Many people believed it to be a sacred beverage reserved for the privileged. Genuine pulque has a viscous feel and a mucus-like appearance that would probably take some getting used to.
3. Meat breast mezcal (mezcal de pechuga)
|Photo: Atlas Obscura|
Mezcal, a popular alcoholic beverage in Mexico, does not by itself fit our definition of odd and weird. Mezcal of every variety is available in bars across the nation and abroad. One type, however, stands out among the others. Mezcal de pechuga (also known as "meat breast mezcal") is not made the same way as regular mezcal.
A raw chicken breast (or hen, rabbit, or turkey) is hung over the still during the mezcal de pechuga process and slowly cooked in the vapours. It's said to give the beverage a punchier flavor.
His grandfather ran a palenque (or distillery) in Oaxaca, according to Miriam Rodriguez Gonzalez, who tells CNN Travel, "He would take the chicken breast and put it inside a plastic bag with small holes.
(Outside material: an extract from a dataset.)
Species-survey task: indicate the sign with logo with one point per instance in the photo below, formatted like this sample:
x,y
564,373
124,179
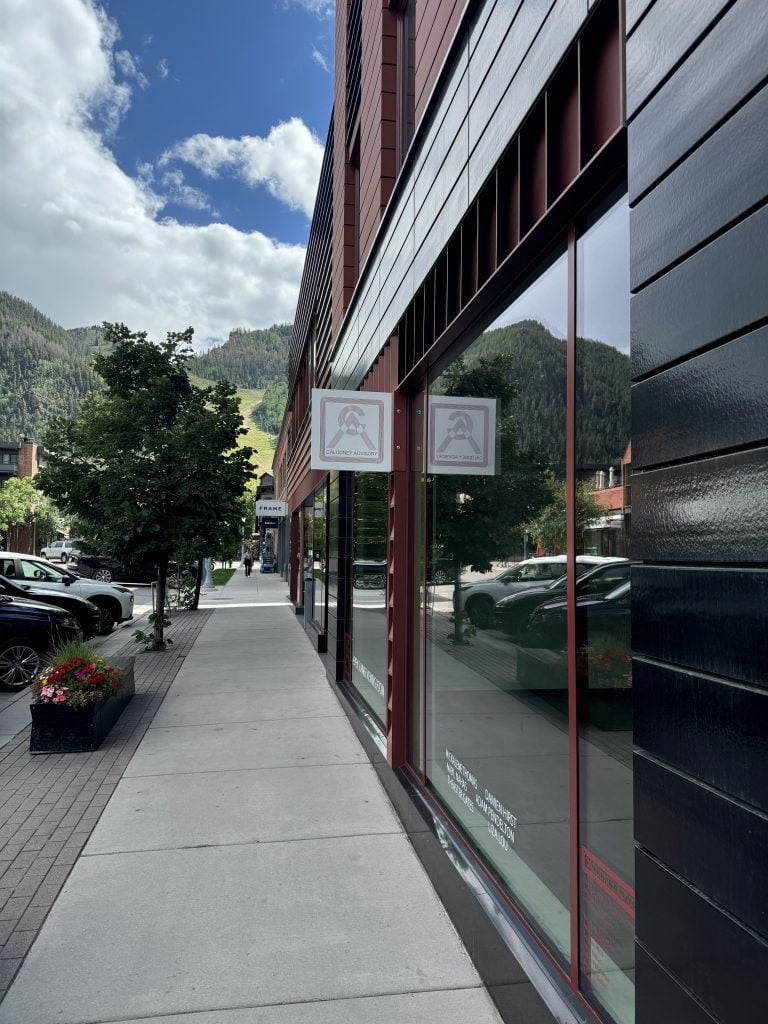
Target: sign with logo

The bag would then be placed inside the sizable vessel where the mezcal had been filtered, and he would leave it there for a while. There aren't many people we know who succeed like my grandfather.
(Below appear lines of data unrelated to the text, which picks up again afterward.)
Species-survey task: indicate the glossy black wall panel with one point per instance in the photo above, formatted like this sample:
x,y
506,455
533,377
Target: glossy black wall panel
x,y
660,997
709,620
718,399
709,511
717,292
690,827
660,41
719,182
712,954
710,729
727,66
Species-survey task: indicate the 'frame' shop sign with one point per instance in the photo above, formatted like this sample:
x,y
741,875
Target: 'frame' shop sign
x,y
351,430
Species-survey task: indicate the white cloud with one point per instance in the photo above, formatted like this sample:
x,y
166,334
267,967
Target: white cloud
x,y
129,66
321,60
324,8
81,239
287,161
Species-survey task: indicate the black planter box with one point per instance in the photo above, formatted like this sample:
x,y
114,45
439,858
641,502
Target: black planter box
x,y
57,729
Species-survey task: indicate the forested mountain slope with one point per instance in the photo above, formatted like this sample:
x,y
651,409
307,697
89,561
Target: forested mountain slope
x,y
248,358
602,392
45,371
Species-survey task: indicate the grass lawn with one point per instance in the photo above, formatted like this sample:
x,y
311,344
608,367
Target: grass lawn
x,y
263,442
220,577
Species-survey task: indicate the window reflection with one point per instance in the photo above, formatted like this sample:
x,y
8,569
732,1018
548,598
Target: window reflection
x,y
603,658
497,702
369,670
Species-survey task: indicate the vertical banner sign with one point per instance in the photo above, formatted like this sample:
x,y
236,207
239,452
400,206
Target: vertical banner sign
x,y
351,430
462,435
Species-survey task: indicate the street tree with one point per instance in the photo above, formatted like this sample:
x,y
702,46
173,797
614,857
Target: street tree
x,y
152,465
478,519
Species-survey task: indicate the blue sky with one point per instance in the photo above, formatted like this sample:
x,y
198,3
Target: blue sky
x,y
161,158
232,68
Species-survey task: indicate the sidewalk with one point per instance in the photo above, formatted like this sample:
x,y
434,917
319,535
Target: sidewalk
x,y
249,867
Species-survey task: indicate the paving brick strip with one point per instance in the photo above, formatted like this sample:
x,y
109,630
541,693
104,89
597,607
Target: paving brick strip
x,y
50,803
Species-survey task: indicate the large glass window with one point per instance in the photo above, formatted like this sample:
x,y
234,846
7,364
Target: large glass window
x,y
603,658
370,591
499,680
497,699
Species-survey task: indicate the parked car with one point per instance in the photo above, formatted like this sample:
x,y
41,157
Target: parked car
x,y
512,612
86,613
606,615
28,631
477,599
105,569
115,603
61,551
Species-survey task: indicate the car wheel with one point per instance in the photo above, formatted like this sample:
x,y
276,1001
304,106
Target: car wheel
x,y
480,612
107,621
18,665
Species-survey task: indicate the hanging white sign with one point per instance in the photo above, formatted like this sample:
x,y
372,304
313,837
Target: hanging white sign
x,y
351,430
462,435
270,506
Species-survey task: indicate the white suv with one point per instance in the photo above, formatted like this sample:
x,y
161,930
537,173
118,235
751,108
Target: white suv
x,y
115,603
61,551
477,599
Mexicans think mezcal can be beneficial for a number of health conditions, including digestion. However, this version and mezcal in general are fantastic celebratory beverages that shouldn't be tampered with.
4. Palm Wine
|Photo: Culture Trip|
Only the fact that both palm wine and pulque are made from sap serves as a comparison. Palm wine, also known as toddy, is an alcoholic beverage created from the sap of numerous species of palm trees and is widely consumed in parts of Asia and Africa. By making a hole in the palm tree flower and setting a container underneath to collect the sap, the sap can be removed.
It can be prepared in a variety of ways depending on the culture, and the amount of alcohol varies regionally. For instance, fermented palm wine known as Kallu in India is very sour and acidic. As the day goes on, the flavor gradually deteriorates to the point where the beverage eventually tastes more like vinegar than a refreshing alcoholic beverage.
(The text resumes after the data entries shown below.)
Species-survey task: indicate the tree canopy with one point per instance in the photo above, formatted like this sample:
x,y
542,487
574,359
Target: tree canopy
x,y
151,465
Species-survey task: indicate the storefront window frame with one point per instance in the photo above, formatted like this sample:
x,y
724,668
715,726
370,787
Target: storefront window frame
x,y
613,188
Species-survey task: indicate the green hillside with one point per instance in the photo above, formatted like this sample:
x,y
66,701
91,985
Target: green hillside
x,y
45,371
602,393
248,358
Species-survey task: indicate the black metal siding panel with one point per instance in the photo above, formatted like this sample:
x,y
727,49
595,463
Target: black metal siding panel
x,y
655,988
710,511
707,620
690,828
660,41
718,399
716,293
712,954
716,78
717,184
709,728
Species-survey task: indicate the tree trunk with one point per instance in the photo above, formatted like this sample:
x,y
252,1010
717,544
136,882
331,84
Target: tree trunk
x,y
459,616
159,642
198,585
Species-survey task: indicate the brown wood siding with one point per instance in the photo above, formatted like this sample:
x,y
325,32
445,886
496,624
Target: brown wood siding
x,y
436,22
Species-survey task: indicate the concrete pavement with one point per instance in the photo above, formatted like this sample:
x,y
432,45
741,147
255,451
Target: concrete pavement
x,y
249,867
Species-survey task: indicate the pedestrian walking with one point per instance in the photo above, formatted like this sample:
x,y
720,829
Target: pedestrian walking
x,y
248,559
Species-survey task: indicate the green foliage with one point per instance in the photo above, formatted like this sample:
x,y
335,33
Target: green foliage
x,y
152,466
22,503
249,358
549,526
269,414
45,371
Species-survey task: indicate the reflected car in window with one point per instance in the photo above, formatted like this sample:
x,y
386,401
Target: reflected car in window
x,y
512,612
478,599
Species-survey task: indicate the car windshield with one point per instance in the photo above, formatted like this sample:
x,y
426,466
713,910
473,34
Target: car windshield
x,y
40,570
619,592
Chicha, also known as corn beer, has long been linked to the Incan people. The drink is made by extracting sugar from corn, boiling it, and letting it ferment for a number of days in big containers. It was originally consumed during ritual sacrifices and festivals.
Without the fancy machinery, this procedure is surprisingly similar to the making of actual beer. except for one obvious distinction. The conventional method entails chewing the corn and spitting out the pulp into containers prior to fermentation.
6. Tuna tears soju
You probably already have a long list of dishes and beverages you want to try if you're traveling to South Korea, including soju, the country's potent elixir, kimchi jjigae, and Korean BBQ. It's a must-try in a place where people are known for "going hard."
Soju, a distilled rice wine with a high alcohol content, is widely available in the nation's eateries, bars, and convenience stores. It comes in a variety of flavors, and Koreans love to combine it with beer to make "maekju," another beverage. They occasionally even combine it with tuna eye fluid.
The "tuna tears shot," or "chamchi nunmulju" in Korean, is typically offered at sushi bars or other places that serve seafood that are referred to as "tuna houses." The soju is mixed with the liquid from a tuna fish's eye. The mixture produces a liquid that has a jelly-like consistency.
7. Lizard, snake and scorpion wine
|Photo: Vietnam tour operator|
Actually, this strange beverage is not all that mysterious. A huge bottle of rice wine or grain alcohol with lizards, snakes, scorpions, or other creepy crawlies floating in it is all that is involved. They are praised for their purported medicinal benefits and efficacy as aphrodisiacs in some Asian cultures. Snakes that are poisonous are preserved so that the toxins mix with the alcohol to give it more flavor.